The memory is visible and mutable, but that's pretty much the
only guarantee you get. Without synchronization, there's no
guarantee a write made by thread A will ever be seen by thread
B, and vice versa.
Analogously in D, if a thread modifies a __gshared variable,
there's no guarantees another thread will ever see that
modification. The variable isn't thread local, but it's almost
as if the compiler to treat it that way.
These relaxed guarantees allow the compiler to keep variables
in registers, and re-order memory writes. These optimizations
are crucial to performance.
That is exactly how I understood the situation to be, yes.
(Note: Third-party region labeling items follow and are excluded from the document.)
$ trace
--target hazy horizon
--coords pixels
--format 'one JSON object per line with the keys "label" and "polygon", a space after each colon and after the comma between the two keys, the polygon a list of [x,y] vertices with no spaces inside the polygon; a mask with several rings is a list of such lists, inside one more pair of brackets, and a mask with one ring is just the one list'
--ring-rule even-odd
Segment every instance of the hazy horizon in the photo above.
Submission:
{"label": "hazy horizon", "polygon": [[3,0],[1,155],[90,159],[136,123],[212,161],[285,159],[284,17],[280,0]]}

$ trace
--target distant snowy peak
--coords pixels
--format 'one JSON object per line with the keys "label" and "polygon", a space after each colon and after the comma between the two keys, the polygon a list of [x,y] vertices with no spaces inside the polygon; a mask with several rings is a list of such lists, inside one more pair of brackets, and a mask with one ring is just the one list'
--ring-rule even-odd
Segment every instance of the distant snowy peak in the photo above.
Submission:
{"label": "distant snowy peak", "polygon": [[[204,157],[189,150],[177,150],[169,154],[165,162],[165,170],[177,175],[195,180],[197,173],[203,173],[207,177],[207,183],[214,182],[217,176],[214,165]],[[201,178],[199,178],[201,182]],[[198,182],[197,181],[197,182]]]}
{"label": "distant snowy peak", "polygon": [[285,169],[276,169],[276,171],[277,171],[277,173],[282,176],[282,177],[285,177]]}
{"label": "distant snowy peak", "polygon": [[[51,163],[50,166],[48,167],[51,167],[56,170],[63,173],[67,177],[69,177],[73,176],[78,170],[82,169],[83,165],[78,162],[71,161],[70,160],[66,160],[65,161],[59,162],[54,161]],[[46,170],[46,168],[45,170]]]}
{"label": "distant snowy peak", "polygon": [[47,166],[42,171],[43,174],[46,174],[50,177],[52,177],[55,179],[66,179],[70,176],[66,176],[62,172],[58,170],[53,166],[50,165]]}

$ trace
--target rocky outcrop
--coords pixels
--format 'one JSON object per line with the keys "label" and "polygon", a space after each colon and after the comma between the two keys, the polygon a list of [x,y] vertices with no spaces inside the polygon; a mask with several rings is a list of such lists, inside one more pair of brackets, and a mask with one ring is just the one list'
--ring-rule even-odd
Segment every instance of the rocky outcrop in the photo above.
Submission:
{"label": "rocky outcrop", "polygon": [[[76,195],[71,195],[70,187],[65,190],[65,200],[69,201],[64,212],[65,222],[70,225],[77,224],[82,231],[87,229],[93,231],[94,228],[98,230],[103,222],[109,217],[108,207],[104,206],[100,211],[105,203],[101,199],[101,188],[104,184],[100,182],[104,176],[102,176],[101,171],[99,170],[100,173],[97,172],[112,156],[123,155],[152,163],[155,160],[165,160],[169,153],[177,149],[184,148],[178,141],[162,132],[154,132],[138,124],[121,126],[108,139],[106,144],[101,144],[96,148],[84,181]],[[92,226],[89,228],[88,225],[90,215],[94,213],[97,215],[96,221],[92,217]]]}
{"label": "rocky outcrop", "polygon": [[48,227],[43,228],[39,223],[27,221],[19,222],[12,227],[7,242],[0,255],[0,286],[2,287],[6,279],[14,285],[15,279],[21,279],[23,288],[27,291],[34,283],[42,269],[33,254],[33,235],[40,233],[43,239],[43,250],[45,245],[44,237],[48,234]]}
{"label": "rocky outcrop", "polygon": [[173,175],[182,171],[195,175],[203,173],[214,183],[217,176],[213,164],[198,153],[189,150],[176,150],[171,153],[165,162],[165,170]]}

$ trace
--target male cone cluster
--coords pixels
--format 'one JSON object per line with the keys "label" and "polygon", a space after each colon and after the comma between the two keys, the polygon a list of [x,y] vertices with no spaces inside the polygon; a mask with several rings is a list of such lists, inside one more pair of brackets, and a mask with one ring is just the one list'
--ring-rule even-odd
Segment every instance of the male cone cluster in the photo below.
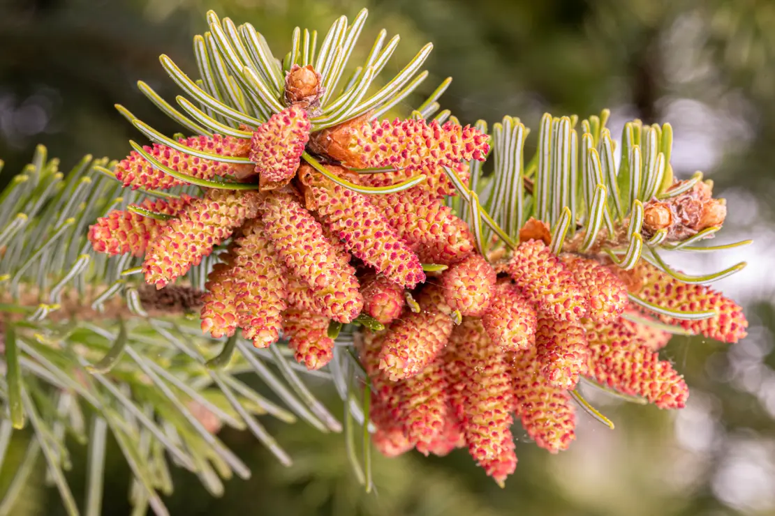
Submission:
{"label": "male cone cluster", "polygon": [[[622,317],[626,311],[646,318],[628,301],[628,287],[665,307],[687,302],[691,294],[696,301],[688,305],[717,315],[684,327],[726,342],[745,335],[732,301],[646,263],[622,272],[596,257],[557,256],[530,239],[497,265],[469,255],[415,293],[420,312],[405,307],[361,343],[381,415],[372,419],[374,443],[385,455],[467,447],[503,485],[517,463],[515,419],[551,453],[575,439],[570,391],[582,377],[660,408],[684,407],[688,388],[657,354],[666,333]],[[498,277],[496,268],[505,272]],[[456,310],[463,316],[456,325]]]}
{"label": "male cone cluster", "polygon": [[[474,249],[466,225],[438,196],[430,196],[426,185],[384,199],[355,192],[302,163],[311,138],[322,160],[331,163],[328,173],[346,182],[359,176],[346,167],[400,162],[410,176],[429,171],[437,187],[443,166],[464,168],[489,149],[487,135],[476,129],[424,120],[373,121],[364,115],[344,122],[343,130],[311,134],[309,116],[322,93],[319,80],[312,67],[292,68],[286,77],[288,107],[256,128],[252,138],[197,136],[181,138],[178,149],[146,148],[192,179],[222,177],[253,187],[205,187],[200,197],[146,200],[109,213],[89,232],[97,251],[144,257],[146,282],[157,289],[226,245],[205,285],[203,331],[223,337],[241,330],[258,347],[284,334],[297,360],[310,369],[331,359],[333,341],[326,337],[330,321],[350,323],[365,307],[367,314],[390,322],[403,307],[404,289],[425,279],[421,258],[452,264]],[[331,153],[321,150],[322,138]],[[253,164],[204,159],[186,148]],[[133,189],[185,184],[134,152],[115,173]],[[370,179],[356,180],[367,186]],[[398,206],[403,211],[392,209]]]}

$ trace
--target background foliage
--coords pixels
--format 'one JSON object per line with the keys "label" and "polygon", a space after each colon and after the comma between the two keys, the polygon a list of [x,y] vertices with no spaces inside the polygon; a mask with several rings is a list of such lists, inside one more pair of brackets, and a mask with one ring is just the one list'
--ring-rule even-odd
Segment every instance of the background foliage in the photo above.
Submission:
{"label": "background foliage", "polygon": [[[443,105],[463,123],[508,114],[537,127],[546,111],[584,117],[603,107],[612,110],[614,135],[632,117],[670,122],[677,174],[700,169],[713,178],[730,208],[725,237],[756,241],[722,256],[728,264],[743,254],[749,265],[718,285],[747,306],[749,337],[732,348],[675,337],[665,354],[692,389],[687,408],[668,414],[596,397],[591,401],[616,430],[583,419],[578,440],[556,456],[521,440],[517,473],[503,490],[458,450],[443,459],[377,457],[377,493],[365,495],[350,477],[340,436],[277,423],[270,429],[292,453],[291,468],[251,436],[225,432],[253,477],[231,480],[225,497],[213,500],[196,478],[176,471],[170,511],[773,514],[775,280],[766,265],[775,249],[775,5],[768,0],[2,0],[0,156],[6,165],[0,184],[29,161],[36,143],[65,168],[85,152],[127,154],[127,140],[138,135],[115,103],[162,132],[177,130],[135,82],[143,79],[162,95],[174,92],[157,57],[166,53],[192,69],[191,37],[201,32],[208,9],[251,22],[270,46],[284,47],[294,26],[325,29],[364,6],[370,12],[364,44],[381,27],[401,35],[390,71],[434,43],[432,77],[418,97],[453,76]],[[532,135],[527,155],[535,142]],[[331,393],[329,407],[338,411],[335,398]],[[6,460],[19,460],[25,446],[12,443]],[[82,492],[84,457],[74,460],[80,463],[68,479]],[[43,463],[37,466],[42,472]],[[124,467],[108,465],[106,514],[129,511]],[[56,491],[43,486],[42,474],[33,478],[19,510],[60,514]],[[9,481],[0,476],[0,492]]]}

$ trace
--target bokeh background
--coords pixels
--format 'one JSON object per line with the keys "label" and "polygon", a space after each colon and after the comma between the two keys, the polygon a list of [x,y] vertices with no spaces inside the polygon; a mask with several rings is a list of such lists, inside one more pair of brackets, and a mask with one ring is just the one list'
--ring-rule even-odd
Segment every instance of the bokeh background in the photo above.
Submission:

2 questions I have to absolutely nail this down for good:
Does D assume that local variables are truly thread-local? I.e.
can the compiler perform optimisations on local references that
would break SC-DRF without first proving that it does not?
Another way of putting it is: can a D compiler perform
optimisations that are normally illegal in modern C(++) and Java?
If the answer to the above is yes, does the same apply to
explicit use of __gshared variables?